Dabei ist der bald 40-Jährige weder ein außergewöhnlicher Stilist noch ein virtuoser Überflieger. Es gibt keinen »Nilssen-Love-Sound«, darin unterscheidet er sich von der ersten Generation der Free-Jazz-Schlagzeuger, die fast obsessiv an ihrem Sound als einer untrüglichen Trademark tüftelten. Nilssen-Love zeichnet eine hellwache, superschnelle Reaktionsfähigkeit aus, wer mit ihm spielt, weiß einen Partner an seiner Seite, der alle Spielzüge mit einem Vorsprung von, sagen wir, einer Zehntelsekunde antizipiert. Nilssen-Love trägt den Flow, schmiegt sich an seine Mitspieler an und kann dann, aus der symbiotischen Interaktion heraus, einen Drive entwickeln, der das Spiel noch mal nach vorne drückt, ihm einen entscheidenden Schub verleiht. Nilssen-Love ist der mannschaftsdienliche Spieler, der aus dem Hintergrund alle Fäden zieht. Er beschleunigt und  bremst, und alle hören auf ihn, seine Kontrolle ist stets subtil. Wer so spielt, kann auf Klangmätzchen souverän verzichten, Nilssen-Love bevorzugt dementsprechend ein ganz normales, eher noch abgespecktes Drumset.

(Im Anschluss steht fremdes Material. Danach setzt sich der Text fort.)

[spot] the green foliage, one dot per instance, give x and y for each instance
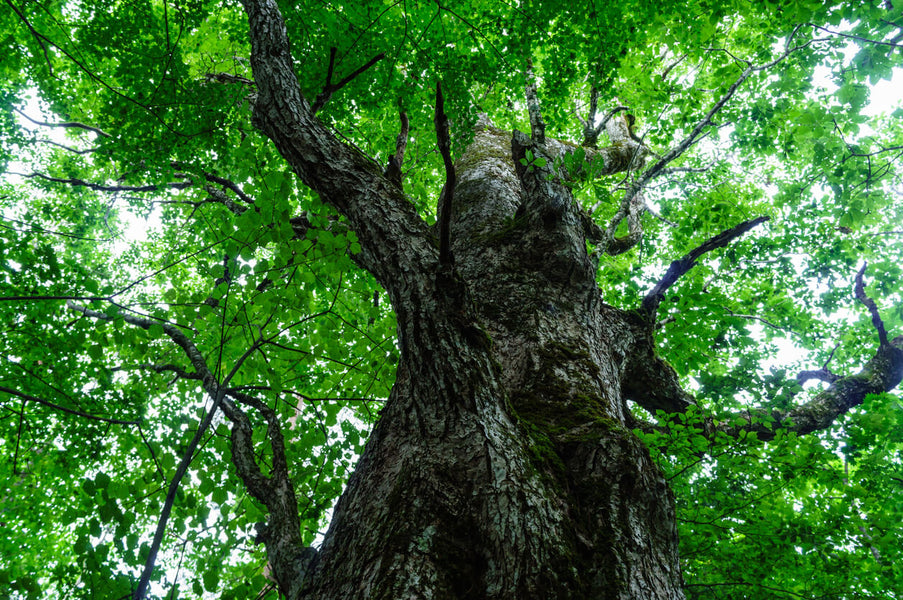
(796, 518)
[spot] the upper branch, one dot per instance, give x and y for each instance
(537, 125)
(448, 192)
(330, 88)
(393, 237)
(870, 304)
(679, 267)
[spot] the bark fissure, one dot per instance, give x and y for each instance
(502, 465)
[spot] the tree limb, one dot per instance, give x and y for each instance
(68, 124)
(679, 267)
(537, 125)
(70, 411)
(395, 241)
(870, 305)
(448, 191)
(330, 88)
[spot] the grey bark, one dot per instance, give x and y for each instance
(502, 466)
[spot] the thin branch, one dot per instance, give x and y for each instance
(706, 121)
(330, 88)
(446, 197)
(103, 188)
(856, 37)
(228, 183)
(70, 411)
(679, 267)
(537, 125)
(859, 291)
(69, 124)
(229, 78)
(34, 34)
(67, 148)
(393, 169)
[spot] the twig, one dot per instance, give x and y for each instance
(393, 169)
(679, 267)
(859, 291)
(103, 188)
(537, 125)
(69, 124)
(70, 411)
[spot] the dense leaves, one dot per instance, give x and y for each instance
(135, 184)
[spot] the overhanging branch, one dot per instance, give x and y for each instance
(679, 267)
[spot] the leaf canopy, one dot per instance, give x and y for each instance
(135, 183)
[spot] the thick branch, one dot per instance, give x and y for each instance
(448, 192)
(679, 267)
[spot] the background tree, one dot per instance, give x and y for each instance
(243, 246)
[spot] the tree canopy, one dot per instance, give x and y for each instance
(154, 240)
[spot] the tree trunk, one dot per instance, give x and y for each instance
(502, 465)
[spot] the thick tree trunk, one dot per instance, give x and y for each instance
(502, 466)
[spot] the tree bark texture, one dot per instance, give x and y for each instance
(502, 466)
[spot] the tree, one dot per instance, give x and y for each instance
(565, 348)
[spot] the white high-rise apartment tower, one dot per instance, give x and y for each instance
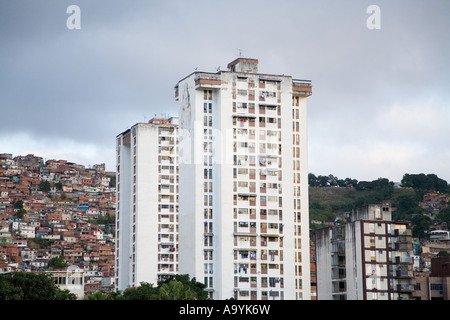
(243, 185)
(147, 203)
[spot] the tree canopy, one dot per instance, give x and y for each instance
(31, 286)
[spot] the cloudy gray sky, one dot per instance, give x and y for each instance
(381, 98)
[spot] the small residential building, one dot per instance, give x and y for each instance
(436, 286)
(369, 258)
(72, 279)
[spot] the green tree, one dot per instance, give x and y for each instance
(444, 216)
(197, 287)
(19, 214)
(18, 204)
(146, 291)
(176, 290)
(31, 286)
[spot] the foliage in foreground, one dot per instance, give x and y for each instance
(31, 286)
(178, 287)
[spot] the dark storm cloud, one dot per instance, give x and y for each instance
(83, 87)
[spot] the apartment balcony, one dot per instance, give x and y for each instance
(207, 80)
(402, 274)
(301, 87)
(399, 246)
(403, 260)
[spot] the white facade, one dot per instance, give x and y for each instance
(243, 183)
(369, 258)
(147, 203)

Demnächst wird es also Arto Lindsay sein, der sich dem sanften Druck des Norwegers beugt. Höhepunkt seines diesjährigen Moers-Auftrittes dürfte aber die Deutschland-Premiere seiner Large Unit sein: Nilssen-Love hat zehn junge norwegische Musiker zusammengetrommelt (ja, das darf man so sagen), für die er Kompositionen geschrieben hat, in denen er seine Idee von Drive im großen Maßstab ausprobiert. Tatsächlich klingt die Large Unit strukturierter als seine Duos und Trios. Aber dass seine Musik auch im Großformat mitreißend wird in ihrer Mischung aus Unberechbarkeit und Vertrauen, daran besteht kein Zweifel.